La organización defiende que los autónomos protegen la salud de sus plantillas y pide centrar el debate en reforzar la sanidad pública
La Unión de Profesionales y Trabajadores Autónomos, UPTA España, ha rechazado las declaraciones del presidente del Partido Popular, Alberto Núñez Feijóo, sobre el absentismo laboral y ha advertido de que es un error vincular las bajas por incapacidad temporal con el absentismo injustificado.

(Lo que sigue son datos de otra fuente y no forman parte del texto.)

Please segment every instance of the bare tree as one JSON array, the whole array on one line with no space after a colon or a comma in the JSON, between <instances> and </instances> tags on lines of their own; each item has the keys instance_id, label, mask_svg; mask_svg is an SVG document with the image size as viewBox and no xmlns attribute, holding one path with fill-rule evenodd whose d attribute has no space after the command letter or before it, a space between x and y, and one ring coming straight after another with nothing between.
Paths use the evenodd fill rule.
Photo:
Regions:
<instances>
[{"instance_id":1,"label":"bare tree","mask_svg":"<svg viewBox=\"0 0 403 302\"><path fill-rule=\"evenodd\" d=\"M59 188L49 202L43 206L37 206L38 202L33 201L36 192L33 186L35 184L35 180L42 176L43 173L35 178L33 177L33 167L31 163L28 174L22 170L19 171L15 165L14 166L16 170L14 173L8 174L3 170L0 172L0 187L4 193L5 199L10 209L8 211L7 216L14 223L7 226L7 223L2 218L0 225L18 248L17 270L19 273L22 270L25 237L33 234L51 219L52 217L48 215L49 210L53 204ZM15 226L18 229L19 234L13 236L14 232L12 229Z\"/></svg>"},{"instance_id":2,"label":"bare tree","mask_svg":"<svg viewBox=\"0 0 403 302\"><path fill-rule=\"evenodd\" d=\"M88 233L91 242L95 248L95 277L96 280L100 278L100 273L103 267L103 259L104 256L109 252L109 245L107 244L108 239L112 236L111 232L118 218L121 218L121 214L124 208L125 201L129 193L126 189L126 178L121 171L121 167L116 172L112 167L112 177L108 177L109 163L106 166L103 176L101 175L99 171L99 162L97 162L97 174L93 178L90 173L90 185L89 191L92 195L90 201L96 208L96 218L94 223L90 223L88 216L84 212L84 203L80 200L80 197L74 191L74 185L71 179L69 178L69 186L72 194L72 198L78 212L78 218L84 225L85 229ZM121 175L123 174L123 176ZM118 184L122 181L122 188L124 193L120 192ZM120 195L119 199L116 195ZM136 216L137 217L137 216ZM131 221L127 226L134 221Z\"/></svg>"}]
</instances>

La organización considera que este planteamiento traslada un mensaje equivocado a la sociedad, pone bajo sospecha a trabajadores enfermos y cuestiona de forma indirecta el criterio de los profesionales sanitarios que valoran cada proceso de baja médica. Para UPTA, la discusión no debe centrarse en sembrar dudas sobre médicos y trabajadores, sino en mejorar los recursos de la sanidad pública para reducir los tiempos de recuperación y reincorporación.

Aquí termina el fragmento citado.